UHC’s Arrival May Lead To Police, Fire Substation

By Jeff Toquinto, NEWS EDITOR

The Bridgeport News, (Thursday, November 13, 2003)

As the possibility that a new United Hospital Center will be built along Jerry Dove Drive grows, so to does the consideration for a new substation that could house units from the city’s fire and police departments.

The addition of the hospital to the northern end of the city, well away from the city’s Main Street fire station, has intensified the city’s consideration for such a facility. But the opening of the hospital alone likely won’t be enough for a new substation, said City Manager Kim Haws.

"This makes it a stronger need," said Haws. "At the same time, it’s going to have to take a combination of the hospital and some serious development at Charles Pointe to warrant and justify that type of expenditure.

Although there have been no formal cost analysis done for a new substation and what it would entail, Haws said it would be a "multi-million dollar expenditure" to build the substation. Even with that price tag, the construction and equipment costs aren’t the biggest concern for the city.

"The construction is one thing, but you have long-term staffing needs," said Haws. "That’s more of a concern because manpower is a cost you will deal with from that point forward. There may be ways to handle some of the construction and equipment costs."

There has been discussion about using some of the B&O money from the hospital development, as well as tax dollars from other development that is likely to take place along Interstate 79, to fund construction of a substation.

Grant monies could be used for equipment and other items, including infrastructure.

"Even then, you’d have to have the development to justify it," said Haws. "The development will determine the service needs. You have to have revenue generated out there to pay for the expanded service. We can do all the planning in the world, but if there’s no revenue being generated out there, then it won’t happen."

The good news is that with the hospital likely going up in the next few years, and development at Charles Pointe looking more certain than ever before, there will be new revenue streams. Eventually, the area could see new additions on the residential front that would also provide dollars to city coffers.

"We know the hospital doesn’t warrant a substation," said Haws. "We do know it pushes us closer to that need."

Fire Chief John Vanlandingham said he believes the day will come when that need arrives. And, he thinks it will be sooner rather than later.

"We’re looking at the possibility for a public safety station for fire and police in a five-year plan," said Vanlandingham. "It would serve the hospital and the Charles Pointe area, but that will be determined by development."

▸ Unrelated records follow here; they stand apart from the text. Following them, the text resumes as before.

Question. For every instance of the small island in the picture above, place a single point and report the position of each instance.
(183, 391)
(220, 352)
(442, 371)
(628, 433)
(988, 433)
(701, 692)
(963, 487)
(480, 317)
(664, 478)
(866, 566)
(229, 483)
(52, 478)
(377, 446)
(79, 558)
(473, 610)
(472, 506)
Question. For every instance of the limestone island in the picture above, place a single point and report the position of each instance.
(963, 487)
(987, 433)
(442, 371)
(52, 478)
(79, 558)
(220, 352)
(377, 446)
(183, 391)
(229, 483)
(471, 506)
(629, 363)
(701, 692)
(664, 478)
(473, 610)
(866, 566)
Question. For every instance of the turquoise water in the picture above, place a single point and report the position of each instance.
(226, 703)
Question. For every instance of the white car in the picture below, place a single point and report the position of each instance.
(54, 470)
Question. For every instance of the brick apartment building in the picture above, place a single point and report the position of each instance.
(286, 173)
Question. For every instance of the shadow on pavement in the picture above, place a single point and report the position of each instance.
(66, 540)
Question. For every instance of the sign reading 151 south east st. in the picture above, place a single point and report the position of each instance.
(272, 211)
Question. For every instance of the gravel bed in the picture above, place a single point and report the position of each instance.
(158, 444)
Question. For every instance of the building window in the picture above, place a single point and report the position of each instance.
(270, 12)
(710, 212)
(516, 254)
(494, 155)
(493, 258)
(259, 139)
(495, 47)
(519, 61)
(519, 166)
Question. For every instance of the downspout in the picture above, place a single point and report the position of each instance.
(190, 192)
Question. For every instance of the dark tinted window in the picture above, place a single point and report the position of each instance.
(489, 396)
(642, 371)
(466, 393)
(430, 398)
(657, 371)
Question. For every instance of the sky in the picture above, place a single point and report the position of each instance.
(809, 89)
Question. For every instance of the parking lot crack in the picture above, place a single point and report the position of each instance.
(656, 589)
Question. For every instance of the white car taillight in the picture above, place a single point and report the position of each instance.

A total build out of the Charles Pointe area, along with additional acreage around the hospital site, would double the fire department’s current call volume, the chief said.

"In all likelihood, half of the calls would be right there," said Vanlandingham. "That, though is looking at it from the point that everything planned for that area will take place. Whether or not that happens is unknown, but we at least have to consider that it will for planning purposes."

Vanlandingham said it makes sense to put police and fire in the same building. In the past, talk focuses on a fire substation. Now, those involved think it’s important to have both in that area of the city if feasible.

"You’d have to have a structured analysis to make those decisions with input from every level, including the public," said Haws. "The good news is that we have a nice window of time to start looking at what to do in the event development comes and revenue follows it to the point where we can justify the expenditure."

The window Haws is referring to is the time before UHC actually opens for business. UHC officials said an actual completion for construction could still be as many as five years away.